20 Aralık 2010 Pazartesi

19 Aralık 2010 / Edosk ile Hamzabeyli - Doğanköy kış yürüyüşü

Hamzabeyli köyünden Doğanköy'e yürüdük, araç yolundan değil tabi, öylesi çok kolay olurdu. Biz tepeleri aşarak yürüyüş yaptık.




 Pankartta Edosk yazıyor.







 Çam ormanının kokusu var...

 Mangal var, sucuk var, şokella ekmek bile var.

 Dinginlik var.

Neşe var.

16 Aralık 2010 Perşembe

Düşünceler yağarken


Haberlerde görmüşsündür. Trakya'yı. Bu fotoğrafı dün çekmiştim. Hızlıca. Bir çırpıda. Bugün dünden daha da belirgindi kar. Düşünceler ha durdu, ha duracak. Burası böyle.

15 Aralık 2010 Çarşamba

...

Yudum yudum anlatamam, bir çırpıda kusup gitsem daha iyi olacak. Bir konu var. Önemli. Ama burada sansür getireceğim, yazdıklarıma elbet. Tanzanya'daki kuzenimin burasını okuyup - ki bir gün okuyacak- benim duygusallığımdan etkilenmesini istemiyorum. Onun acısı benden çok daha büyük. Birini kaybedince anılar hücum ediyor. Buna dur demek imkansız. Dün içim acıyordu, bugün daha bir acıyor. Dün ağlıyordum, bugün daha çok ağlıyorum. Birini çok sevmek için onunla çok fazla zaman geçirmek gerekmez hani. Birini sevmek için belli bir neden bile gerekmez kimi zaman ya. Kuzukulağı toplamışsın birlikte, ilk tekilanı içerken yanında olmuş, sevmiş seni, bir ağaçtan en olgun ve en güzel meyveyi tutmuş sana yedirmiş... Neyse neyse.. Şimdi ben susmaya gidiyorum. Öyle.

6 Aralık 2010 Pazartesi

Bekle beni ey gözlükçü

Ne zaman kullanmaya başladım? Gözlükten bahsediyorum. İstanbul'da 72T otobüsünün 72T olduğunu gözlerimi kısarak okumaya çalıştığım zaman. 72T kısmını sallıyorum tabi, aklımda o otobüs numarası kalmış. Topkapı -Taksim. Oğuz sen miyopsun galiba demişti. Sonra soluğu göz doktorunda almıştık da elimizde reçeteyle çıkmıştık. İlk gözlüğümü Beyoğlu'nda bir gözlükçüden edindik, Cihangir'deki eve gidene kadar sanki yerleyeksan olmuştum, ama o gün dünya dupduru gelmişti gözüme, berrak mı berrak. Şu karşıdan gelen kadının yüzü ne kadar belirgin. Keşke insan zihninin karmakarışık olduğu durumlarda buna benzer bir gözlük oluverse elimizin altında da bu gözlüğü taksak şeklindeki klasik öneriyi sunmayacağım. Zira o zaman hayat biraz daha bulmacasız ve biraz daha kolay oluverirdi. Elimizin altındakiler sayesinde pek çok şey zaten yeterince kolay.
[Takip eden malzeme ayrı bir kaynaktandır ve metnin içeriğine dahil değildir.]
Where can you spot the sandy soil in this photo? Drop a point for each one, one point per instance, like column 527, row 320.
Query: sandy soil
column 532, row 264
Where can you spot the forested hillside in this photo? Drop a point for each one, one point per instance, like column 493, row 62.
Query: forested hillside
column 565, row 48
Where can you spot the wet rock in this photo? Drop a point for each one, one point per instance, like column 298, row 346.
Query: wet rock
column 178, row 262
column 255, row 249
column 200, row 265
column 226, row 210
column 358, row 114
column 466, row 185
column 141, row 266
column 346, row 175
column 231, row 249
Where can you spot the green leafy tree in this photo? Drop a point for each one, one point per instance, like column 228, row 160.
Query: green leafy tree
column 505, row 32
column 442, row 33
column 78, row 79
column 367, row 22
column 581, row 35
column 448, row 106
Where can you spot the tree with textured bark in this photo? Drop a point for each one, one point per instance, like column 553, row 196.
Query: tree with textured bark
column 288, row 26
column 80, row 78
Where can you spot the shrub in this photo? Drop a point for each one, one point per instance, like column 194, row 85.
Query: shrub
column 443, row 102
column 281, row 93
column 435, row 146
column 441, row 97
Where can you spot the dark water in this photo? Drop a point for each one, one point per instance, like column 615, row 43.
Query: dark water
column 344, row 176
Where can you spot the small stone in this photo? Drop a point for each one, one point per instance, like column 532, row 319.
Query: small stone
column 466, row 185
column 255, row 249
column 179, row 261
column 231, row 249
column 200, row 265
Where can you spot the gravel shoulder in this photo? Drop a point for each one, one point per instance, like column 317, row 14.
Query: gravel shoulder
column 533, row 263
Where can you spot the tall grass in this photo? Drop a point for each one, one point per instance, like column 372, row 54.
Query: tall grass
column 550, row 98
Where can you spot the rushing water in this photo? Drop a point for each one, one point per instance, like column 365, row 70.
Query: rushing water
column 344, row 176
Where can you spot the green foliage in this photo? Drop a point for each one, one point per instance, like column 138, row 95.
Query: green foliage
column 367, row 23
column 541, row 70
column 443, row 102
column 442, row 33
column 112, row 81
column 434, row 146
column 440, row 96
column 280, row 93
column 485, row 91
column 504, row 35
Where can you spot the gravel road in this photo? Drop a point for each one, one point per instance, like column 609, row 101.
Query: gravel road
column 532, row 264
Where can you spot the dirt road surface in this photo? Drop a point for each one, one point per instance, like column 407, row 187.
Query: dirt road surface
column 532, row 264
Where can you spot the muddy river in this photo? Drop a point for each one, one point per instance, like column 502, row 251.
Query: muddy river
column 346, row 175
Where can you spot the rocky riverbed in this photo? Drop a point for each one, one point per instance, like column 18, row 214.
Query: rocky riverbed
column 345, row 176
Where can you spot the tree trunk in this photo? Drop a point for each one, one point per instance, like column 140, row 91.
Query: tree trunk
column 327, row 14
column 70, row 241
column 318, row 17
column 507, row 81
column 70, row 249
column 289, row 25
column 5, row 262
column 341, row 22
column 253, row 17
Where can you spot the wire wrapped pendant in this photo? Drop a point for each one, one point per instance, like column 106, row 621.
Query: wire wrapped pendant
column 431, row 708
Hımm ne diyecektim. Çerçevemi değiştirmek istiyorum. Hem de en kısa zamanda. Çok hem de çok sıkıldım şu an kullanmış olduğumdan. Dün Oğuz'a kolayını bulsam hemen atıcam çöpe dedim. O derece. Hayatımın vazgeçilmez biricik tespitçi memuru Oğuz " Sen, bişey istediğin zaman, hemen o an oracıkta şıp diye olsun istiyorsun" dedi. Tahammül sınırım neredeyse yokmuş. Haklı. Bu tutum kimi zaman işe yarıyor. Harekete geçmemi kolaylaştırıyor.

Burada bir göz dokturumuz var, Tolga Bey. Ağustos ayında kendisine gitmem gerekiyordu, gitmedim. Şimdi bu gözlük hevesiyle Tolga Bey'e ziyaret ilk işim olacak. Yeni çerçevemi aldığımda kayıtlara geçmek için buraya geleceğim.

Ayrıca belirtmeliyim ki biten işler hanesine haftasonu bir gol attık ve tüm çerçeveleri duvara astık.